Mais vint la suite. Second acte. Sifflement de ses mots scindant soudainement l’étrangeté capillaire de l’acteur principal. Ondée d’ahurissement pour l’un, hoquet d’étonnement pour l’autre. Péripétie égale au saut de l’ange d’une petite moumoute virant droit à la casserole sur le feu. Gueule clause, le lion prit le rôle d’observateur de cette étrange folie. Prunelles rondes convergentes sur ce qui avait failli passer à la poêle. Et que son vis-à-vis fourra dans sa poche après une habile réception. Avec le même flegme spécialement dédié aux petites entreprises quotidiennes bien qu'agacement dans les traits. Un potentielle bonne recrue pour le Quidditch avec de tels réflexes. Dommage, il n’était pas de son camp. En parallèle l’atmosphère se drapant d’un fumet de brûlé qui retroussa les narines du minois d’ange provoquant instantanément un affairement blondin. [iWow, il se passait quoi là ?[/i] Descendance des celtes en pause face à ce cirque.

Ce fut après vérification de son bon fonctionnement, état des lieux de ses neurones et assurance de ne pas halluciner, qu’il réagit. Des doigts en direction de la poche du pantalon d’uniforme où la boule blanche séjournait désormais. Prêt à reprendre parole pour se voir moucher au même moment. Le parfait inconnu en une volteface l’insultant avant de réclamer le silence sous couvert d’une profonde assurance. Le prince des O’Nailláin loucha pour une infime période sur l’idiot alors que brasilla à l’affront fait une certaine mutinerie dans ses orbes. L’envie à la fois de le remettre à sa place en conflit avec le respect de l’audace de l’oiselet. Il était intéressant de noter que le clebs vouait de l’attention dans le conflit. Refus des autres d’obtempérer à sa personne venant susciter son intérêt. Mais maintenu muet en cette heure par sa confusion en appui des endorphines tranquillisantes de sa précédente séance sportive. L’énergumène en profita pour s’adresser aux elfes.

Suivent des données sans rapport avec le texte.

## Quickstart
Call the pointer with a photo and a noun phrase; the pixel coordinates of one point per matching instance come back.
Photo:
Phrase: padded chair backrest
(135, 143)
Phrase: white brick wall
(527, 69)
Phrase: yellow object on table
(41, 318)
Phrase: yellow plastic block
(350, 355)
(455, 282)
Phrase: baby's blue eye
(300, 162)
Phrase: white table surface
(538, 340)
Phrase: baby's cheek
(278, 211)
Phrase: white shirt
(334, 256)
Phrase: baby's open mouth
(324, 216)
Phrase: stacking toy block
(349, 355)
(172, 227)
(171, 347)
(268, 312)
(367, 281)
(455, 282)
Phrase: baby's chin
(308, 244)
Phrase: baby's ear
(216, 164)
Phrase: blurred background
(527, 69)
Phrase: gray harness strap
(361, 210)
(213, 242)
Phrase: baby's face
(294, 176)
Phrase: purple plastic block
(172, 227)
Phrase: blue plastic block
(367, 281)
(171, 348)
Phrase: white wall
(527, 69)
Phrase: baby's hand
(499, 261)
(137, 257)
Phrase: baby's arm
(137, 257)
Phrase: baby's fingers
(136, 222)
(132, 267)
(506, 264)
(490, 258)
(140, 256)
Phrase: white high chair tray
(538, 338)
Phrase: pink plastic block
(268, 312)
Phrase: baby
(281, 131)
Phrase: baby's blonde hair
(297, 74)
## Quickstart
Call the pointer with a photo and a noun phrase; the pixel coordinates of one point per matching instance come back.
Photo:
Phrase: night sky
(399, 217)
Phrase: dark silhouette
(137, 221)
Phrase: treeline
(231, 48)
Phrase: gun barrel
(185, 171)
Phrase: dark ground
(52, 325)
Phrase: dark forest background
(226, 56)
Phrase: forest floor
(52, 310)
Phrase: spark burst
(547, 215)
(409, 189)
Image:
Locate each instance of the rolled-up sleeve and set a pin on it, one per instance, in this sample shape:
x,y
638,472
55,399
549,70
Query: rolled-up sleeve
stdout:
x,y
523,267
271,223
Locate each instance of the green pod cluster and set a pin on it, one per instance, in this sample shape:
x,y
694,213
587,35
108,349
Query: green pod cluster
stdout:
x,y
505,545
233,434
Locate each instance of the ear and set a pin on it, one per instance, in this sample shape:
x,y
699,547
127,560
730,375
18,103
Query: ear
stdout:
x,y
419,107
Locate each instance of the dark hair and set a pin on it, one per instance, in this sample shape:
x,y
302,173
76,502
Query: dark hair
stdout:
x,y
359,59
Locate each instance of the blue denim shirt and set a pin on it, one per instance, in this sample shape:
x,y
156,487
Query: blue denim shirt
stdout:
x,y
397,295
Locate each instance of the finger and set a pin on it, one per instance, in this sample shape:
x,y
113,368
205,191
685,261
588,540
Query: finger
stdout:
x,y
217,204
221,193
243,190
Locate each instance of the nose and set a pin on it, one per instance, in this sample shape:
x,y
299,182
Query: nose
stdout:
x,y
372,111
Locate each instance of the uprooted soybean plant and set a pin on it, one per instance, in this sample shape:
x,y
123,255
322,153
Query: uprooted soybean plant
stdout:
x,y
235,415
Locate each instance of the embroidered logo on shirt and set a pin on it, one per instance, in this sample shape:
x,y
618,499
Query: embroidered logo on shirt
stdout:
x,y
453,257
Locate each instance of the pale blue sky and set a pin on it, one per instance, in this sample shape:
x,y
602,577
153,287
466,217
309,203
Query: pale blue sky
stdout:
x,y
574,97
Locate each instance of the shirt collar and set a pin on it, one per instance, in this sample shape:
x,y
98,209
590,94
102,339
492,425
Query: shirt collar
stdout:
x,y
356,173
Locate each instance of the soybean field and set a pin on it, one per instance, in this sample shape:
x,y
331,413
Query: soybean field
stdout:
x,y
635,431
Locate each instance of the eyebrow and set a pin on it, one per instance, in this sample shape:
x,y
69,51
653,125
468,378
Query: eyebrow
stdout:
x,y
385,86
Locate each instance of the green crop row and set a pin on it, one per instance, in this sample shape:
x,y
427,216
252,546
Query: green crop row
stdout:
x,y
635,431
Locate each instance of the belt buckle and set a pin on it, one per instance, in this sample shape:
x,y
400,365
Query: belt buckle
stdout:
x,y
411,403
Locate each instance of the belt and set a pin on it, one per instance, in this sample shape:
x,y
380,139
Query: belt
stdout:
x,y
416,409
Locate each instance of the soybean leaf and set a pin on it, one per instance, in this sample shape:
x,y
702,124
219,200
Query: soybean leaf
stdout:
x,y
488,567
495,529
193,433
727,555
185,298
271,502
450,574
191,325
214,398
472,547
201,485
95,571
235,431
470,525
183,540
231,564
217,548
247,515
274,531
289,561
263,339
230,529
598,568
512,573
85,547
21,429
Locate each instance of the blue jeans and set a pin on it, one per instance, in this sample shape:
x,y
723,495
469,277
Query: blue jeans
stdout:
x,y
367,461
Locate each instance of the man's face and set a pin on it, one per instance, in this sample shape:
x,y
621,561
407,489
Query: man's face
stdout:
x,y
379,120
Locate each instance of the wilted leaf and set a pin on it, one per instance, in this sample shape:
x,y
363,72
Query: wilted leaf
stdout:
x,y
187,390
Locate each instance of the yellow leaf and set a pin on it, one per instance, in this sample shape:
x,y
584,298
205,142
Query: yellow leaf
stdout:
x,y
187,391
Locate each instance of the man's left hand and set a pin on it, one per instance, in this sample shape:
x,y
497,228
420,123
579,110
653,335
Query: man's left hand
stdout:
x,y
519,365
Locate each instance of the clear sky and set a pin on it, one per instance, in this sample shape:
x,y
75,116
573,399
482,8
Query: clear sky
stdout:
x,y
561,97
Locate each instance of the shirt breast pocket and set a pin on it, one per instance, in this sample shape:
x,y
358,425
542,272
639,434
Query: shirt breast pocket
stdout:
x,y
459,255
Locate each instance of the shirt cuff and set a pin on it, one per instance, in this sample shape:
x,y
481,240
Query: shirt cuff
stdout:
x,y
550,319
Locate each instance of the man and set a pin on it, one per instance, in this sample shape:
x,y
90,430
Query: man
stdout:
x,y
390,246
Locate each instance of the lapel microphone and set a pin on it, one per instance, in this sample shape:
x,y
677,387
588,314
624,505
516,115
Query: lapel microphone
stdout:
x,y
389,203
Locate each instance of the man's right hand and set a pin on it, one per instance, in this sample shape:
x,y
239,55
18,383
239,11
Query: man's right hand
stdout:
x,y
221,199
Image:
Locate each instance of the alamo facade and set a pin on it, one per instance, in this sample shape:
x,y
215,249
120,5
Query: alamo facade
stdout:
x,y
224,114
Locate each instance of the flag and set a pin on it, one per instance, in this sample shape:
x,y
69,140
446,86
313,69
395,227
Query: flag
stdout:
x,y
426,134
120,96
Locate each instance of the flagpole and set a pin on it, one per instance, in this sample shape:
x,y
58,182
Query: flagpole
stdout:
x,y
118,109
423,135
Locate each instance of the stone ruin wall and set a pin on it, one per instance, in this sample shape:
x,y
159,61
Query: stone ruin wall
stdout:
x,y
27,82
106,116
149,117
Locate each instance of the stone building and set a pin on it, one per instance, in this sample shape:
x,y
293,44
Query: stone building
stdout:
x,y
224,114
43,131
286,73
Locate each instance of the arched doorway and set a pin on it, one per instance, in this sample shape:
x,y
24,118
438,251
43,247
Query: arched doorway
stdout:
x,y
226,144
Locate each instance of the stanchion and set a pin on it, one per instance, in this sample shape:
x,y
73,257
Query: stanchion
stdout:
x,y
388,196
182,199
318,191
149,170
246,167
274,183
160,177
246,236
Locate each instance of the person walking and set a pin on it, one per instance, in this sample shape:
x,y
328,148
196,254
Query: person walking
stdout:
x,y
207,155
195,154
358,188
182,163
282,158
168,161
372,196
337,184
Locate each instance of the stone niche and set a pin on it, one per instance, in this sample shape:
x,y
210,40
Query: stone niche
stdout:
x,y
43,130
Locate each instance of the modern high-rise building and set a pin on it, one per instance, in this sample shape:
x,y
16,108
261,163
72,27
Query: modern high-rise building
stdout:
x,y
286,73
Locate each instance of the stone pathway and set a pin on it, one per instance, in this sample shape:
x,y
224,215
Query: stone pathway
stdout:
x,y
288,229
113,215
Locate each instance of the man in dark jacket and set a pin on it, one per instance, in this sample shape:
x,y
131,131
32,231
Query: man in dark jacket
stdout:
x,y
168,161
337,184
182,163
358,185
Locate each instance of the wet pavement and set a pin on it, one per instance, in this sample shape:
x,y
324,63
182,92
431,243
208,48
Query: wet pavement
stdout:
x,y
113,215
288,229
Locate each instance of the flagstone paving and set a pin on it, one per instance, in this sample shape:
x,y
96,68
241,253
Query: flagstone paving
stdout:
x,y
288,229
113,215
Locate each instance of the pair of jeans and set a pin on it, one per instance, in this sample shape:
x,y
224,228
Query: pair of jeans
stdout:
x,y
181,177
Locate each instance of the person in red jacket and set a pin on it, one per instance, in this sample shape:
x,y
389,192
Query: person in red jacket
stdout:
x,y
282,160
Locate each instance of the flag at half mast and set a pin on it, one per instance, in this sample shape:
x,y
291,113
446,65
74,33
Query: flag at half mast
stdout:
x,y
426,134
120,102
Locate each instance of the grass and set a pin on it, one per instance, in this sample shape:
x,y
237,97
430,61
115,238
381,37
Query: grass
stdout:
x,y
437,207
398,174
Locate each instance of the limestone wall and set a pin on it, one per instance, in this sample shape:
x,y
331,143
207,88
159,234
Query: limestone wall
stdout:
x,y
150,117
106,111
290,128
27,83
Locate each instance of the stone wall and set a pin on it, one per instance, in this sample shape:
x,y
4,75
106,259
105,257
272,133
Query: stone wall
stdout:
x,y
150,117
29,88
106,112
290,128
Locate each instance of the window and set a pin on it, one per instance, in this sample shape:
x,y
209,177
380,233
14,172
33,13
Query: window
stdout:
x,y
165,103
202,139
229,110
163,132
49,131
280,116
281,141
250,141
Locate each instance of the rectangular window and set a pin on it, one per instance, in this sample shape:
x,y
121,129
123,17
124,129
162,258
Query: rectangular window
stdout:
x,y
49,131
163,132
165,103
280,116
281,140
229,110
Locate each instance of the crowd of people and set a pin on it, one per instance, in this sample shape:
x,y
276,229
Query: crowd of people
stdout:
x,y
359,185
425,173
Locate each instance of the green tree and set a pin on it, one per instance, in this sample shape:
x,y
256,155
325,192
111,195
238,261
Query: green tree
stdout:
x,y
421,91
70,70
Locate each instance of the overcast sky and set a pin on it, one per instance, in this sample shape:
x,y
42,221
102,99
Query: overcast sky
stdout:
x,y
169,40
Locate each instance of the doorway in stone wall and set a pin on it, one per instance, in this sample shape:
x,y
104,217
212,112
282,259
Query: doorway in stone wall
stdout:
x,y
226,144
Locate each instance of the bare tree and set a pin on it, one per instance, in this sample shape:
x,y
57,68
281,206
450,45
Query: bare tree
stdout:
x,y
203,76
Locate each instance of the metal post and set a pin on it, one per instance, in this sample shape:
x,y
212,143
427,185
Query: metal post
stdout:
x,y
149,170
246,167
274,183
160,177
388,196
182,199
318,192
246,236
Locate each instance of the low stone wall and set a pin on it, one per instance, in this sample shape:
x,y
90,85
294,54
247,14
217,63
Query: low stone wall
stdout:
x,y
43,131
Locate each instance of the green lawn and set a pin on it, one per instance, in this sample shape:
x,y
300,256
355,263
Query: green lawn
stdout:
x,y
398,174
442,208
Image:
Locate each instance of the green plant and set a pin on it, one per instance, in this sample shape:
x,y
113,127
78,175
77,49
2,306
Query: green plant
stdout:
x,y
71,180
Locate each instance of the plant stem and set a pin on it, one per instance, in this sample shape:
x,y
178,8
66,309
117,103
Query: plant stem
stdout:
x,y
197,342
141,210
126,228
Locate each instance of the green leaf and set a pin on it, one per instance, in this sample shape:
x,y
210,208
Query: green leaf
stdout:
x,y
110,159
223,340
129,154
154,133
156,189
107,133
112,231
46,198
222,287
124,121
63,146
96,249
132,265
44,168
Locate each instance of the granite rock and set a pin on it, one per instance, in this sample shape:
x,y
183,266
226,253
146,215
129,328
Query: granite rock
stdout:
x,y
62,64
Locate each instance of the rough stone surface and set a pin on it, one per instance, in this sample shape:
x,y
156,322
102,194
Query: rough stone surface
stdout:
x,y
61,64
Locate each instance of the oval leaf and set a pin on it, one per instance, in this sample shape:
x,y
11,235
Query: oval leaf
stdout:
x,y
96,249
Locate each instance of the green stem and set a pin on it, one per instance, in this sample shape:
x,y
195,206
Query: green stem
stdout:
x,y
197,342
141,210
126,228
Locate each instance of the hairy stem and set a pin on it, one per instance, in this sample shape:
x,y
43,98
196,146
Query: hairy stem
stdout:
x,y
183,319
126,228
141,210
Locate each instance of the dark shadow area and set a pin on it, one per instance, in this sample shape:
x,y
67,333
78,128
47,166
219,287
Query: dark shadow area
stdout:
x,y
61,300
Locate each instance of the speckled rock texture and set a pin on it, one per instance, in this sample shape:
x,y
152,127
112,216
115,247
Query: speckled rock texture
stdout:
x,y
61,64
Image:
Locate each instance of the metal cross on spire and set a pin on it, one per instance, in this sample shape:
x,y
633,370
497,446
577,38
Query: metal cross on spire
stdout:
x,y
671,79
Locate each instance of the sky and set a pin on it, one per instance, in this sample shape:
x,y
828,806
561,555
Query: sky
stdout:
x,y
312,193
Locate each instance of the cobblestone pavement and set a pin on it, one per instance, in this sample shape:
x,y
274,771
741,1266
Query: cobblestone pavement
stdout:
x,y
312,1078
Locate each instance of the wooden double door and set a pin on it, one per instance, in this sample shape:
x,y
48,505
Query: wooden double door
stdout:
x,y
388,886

C’est alors que viride vint d’ailleurs rencontrer les petites créatures. Semblant les brûler alors qu’elles reculèrent. La honte aux joues du criminel en flagrant délit de laxisme. Les mains du jeune maitre blond garni de leur besogne. Mais le cabot ne jugea pas. A vrai dire, il ne sut quoi véritablement en penser. S’approchant simplement un peu plus, tout en attrapant au passage un des tabourets bien trop haut pour ses jambes – taillé pour les elfes après tout. Comme la majeure partie de la pièce en fait. Le fond sonore d’une carotte pendue pour que l’enfant d’Irlande accepte de se taire.

« Tout dépend, y a quoi au menu ? Histoire de savoir si le silence vaut le coup. »

Surement pique maladroite mais à laquelle il ne pensait pas en cette voie. Juste trop honnête et ancré dans un auto-culte pour accepter les vacances honoraires de ses cordes vocales en l’honneur du premier gus venu. La bonté n’était pas dans ses gênes.
Les sabliers s’ôtèrent ensuite seulement de quelques grains avant qu’il ne revienne à la charge :

« Pourquoi  tu fais ça en fait ? Je sais pas ils sont là pour ça normalement ? »

Sa main en indice pointé à leur auditoire. Nouvelle irrévérence non désirée. Juste trop inhabile dans le choix de ses termes. Mais aussi bien incapable d’imaginer une seule seconde la nature de loisir derrière la corvée. Lorgnant le drôle d’oiseau avec plus d’acuité. Et le pire dans tout ça était que le moineau lui disait quelque chose, mais il n’arrivait pas à remettre où, quand, ni comment.